Achtung ! an der Grenze zu Kambodscha hat es Schlepper, welche dir ein überteuertes Visa aufdrängen wollen.




> .....und angkor wat ist für mich pflicht.


.....kann ich dir beipflichten; hab`s leider bis heute nicht geschafft.

gruss schorschilia

----------


## frank_rt

@schorschilia
Anhang 5985

( 240 Baht pro Weg ) Buchung über Thai Kollegin.
Achtung ! an der Grenze zu Kambodscha hat es Schlepper, welche dir ein überteuertes Visa aufdrängen wollen.

danke für die hilfe.
werde ich auch vom sofa machen.
nur was ist mit dem anhang  5985, da bekomme ich nur ne fehlermeldung.

danke schorschilia

----------


## schorschilia

> nur was ist mit dem anhang  5985, da bekomme ich nur ne fehlermeldung.


stimmt; habs jetzt auch gesehen...hat aber bevor ich "beantworten" anklickte noch gefunzt.
o.k. dann noch mal...

----------


## frank_rt

@schorschilia
e-visa für kambo ist heute gekommen.
hotel in SIEM REAP habe ich auch schon.
jetzt fehlt nur noch der bus. 
was kostet das pattaya - SIEM REAP bei deiner kollegin.
gruß frank

----------


## schorschilia

> ....jetzt fehlt nur noch der bus. 
> was kostet das pattaya - SIEM REAP bei deiner kollegin.

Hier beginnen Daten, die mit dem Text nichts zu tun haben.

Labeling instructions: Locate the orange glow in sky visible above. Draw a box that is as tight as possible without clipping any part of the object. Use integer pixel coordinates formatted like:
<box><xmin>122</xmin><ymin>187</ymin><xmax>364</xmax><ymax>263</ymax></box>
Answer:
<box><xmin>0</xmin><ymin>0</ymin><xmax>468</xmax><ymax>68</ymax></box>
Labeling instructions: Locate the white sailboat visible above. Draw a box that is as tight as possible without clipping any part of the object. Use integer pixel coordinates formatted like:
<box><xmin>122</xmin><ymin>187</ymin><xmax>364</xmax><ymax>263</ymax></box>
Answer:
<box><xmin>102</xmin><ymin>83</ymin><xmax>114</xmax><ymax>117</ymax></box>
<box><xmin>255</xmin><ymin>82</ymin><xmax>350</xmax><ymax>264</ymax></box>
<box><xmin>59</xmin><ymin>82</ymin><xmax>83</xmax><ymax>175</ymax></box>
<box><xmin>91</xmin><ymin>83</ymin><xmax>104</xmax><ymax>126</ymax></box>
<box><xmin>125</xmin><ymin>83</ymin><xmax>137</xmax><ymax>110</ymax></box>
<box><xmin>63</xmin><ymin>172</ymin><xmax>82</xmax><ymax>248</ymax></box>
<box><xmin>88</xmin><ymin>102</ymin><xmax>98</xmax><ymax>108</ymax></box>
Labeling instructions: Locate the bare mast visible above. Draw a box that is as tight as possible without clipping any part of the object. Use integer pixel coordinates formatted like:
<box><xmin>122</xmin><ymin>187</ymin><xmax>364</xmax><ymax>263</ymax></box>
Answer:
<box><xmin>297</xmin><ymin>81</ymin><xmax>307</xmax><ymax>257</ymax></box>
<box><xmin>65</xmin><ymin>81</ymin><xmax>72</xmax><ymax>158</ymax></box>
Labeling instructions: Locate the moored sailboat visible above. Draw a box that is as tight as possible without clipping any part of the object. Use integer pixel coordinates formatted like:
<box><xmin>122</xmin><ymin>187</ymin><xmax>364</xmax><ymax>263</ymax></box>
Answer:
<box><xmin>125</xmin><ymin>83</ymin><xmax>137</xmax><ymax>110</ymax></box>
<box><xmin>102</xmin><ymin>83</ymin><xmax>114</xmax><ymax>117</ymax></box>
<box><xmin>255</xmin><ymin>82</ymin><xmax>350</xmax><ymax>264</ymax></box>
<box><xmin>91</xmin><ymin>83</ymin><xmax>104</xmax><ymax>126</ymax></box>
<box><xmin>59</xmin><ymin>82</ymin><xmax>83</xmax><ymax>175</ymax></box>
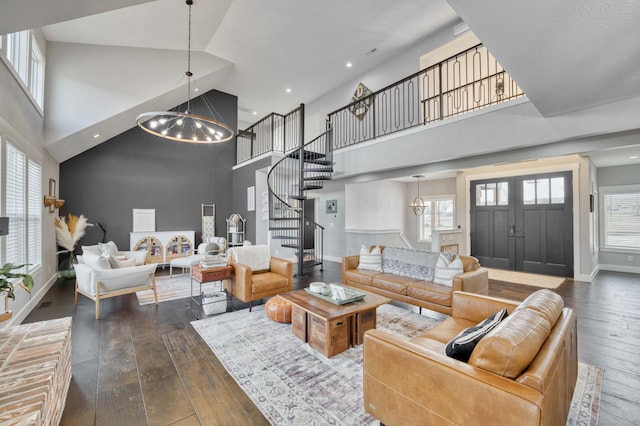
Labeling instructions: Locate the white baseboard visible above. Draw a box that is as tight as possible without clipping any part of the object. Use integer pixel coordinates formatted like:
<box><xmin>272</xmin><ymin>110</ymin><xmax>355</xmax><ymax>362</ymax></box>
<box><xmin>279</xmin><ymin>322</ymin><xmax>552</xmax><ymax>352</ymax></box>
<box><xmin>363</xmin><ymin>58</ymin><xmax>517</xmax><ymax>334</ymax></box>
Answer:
<box><xmin>598</xmin><ymin>264</ymin><xmax>640</xmax><ymax>274</ymax></box>
<box><xmin>7</xmin><ymin>272</ymin><xmax>58</xmax><ymax>326</ymax></box>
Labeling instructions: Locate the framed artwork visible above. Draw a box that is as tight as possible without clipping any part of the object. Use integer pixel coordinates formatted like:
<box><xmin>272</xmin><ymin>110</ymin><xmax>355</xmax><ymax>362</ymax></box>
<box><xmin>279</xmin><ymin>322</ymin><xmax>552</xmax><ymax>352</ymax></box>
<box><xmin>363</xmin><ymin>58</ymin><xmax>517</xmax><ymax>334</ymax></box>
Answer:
<box><xmin>440</xmin><ymin>244</ymin><xmax>458</xmax><ymax>254</ymax></box>
<box><xmin>327</xmin><ymin>200</ymin><xmax>338</xmax><ymax>214</ymax></box>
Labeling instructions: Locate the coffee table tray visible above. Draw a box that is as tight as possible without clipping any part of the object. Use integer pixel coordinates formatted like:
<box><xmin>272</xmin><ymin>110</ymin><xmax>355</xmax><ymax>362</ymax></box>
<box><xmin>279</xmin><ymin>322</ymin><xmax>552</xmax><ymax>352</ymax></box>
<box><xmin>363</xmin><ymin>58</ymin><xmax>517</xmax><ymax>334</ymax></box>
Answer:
<box><xmin>304</xmin><ymin>286</ymin><xmax>365</xmax><ymax>305</ymax></box>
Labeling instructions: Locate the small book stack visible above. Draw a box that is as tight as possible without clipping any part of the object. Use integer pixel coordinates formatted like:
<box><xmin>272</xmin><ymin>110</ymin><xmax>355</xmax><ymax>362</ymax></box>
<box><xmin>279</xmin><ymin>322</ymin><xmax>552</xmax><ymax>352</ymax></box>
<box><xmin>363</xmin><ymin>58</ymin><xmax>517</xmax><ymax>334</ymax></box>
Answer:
<box><xmin>200</xmin><ymin>255</ymin><xmax>227</xmax><ymax>269</ymax></box>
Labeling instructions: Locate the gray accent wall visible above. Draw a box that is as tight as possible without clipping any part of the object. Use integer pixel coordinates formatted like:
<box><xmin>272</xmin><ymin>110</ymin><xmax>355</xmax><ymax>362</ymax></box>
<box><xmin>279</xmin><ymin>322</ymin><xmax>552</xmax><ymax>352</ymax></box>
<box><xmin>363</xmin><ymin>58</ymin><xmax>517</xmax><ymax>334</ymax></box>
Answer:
<box><xmin>59</xmin><ymin>90</ymin><xmax>238</xmax><ymax>250</ymax></box>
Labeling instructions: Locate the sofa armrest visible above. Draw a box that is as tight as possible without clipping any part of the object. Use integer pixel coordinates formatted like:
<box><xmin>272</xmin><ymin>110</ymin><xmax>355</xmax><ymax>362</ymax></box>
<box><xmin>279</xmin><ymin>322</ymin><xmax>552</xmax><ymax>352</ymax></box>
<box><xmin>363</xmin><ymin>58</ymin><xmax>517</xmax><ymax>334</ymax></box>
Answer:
<box><xmin>451</xmin><ymin>291</ymin><xmax>518</xmax><ymax>322</ymax></box>
<box><xmin>227</xmin><ymin>261</ymin><xmax>253</xmax><ymax>302</ymax></box>
<box><xmin>363</xmin><ymin>329</ymin><xmax>543</xmax><ymax>425</ymax></box>
<box><xmin>342</xmin><ymin>254</ymin><xmax>360</xmax><ymax>283</ymax></box>
<box><xmin>269</xmin><ymin>257</ymin><xmax>293</xmax><ymax>291</ymax></box>
<box><xmin>452</xmin><ymin>268</ymin><xmax>489</xmax><ymax>294</ymax></box>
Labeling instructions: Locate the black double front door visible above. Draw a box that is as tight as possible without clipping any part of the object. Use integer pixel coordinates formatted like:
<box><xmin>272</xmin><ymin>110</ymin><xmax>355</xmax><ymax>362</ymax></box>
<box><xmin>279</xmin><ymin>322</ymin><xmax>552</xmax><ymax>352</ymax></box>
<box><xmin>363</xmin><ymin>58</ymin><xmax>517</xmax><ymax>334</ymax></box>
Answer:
<box><xmin>471</xmin><ymin>172</ymin><xmax>573</xmax><ymax>277</ymax></box>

> ...ich bin vor 2 Jahren mit diesem VAN - Unternehmen von Bang Saen nach* Aranjaphradet* gefahren.
> ( 240 Baht pro Weg ) Buchung über Thai Kollegin.



ich denke du hast da etwas Missverstanden....
ich habe vor 2 Jahren meinen "Visa Run" von Bang Saen aus erledigt. die Thai Kollegin arbeitet in einem Guest House in Bang Saen und wollte unbedingt
mitkommen - Shopping und einfach mal was anderes erleben...
die Adresse vom Taxi & Van Unternehmen ( siehe Karte ) habe ich per Zufall in Si Ratcha gesehen. ich habe Su dann gebeten dort anzurufen, und 240 Baht                               für einen Weg ist doch prima.
ob dieses Unternehmen auch nach Siem Reap fährt, weiss ich nicht ( erinnerungsmässig, eher nein )




> e-visa für kambo ist heute gekommen.


....du bist schon früh in den Startlöchern....wünsche viel Spass und ein unvergessliches Erlebnis  in Angkor...

gruss schorschilia

----------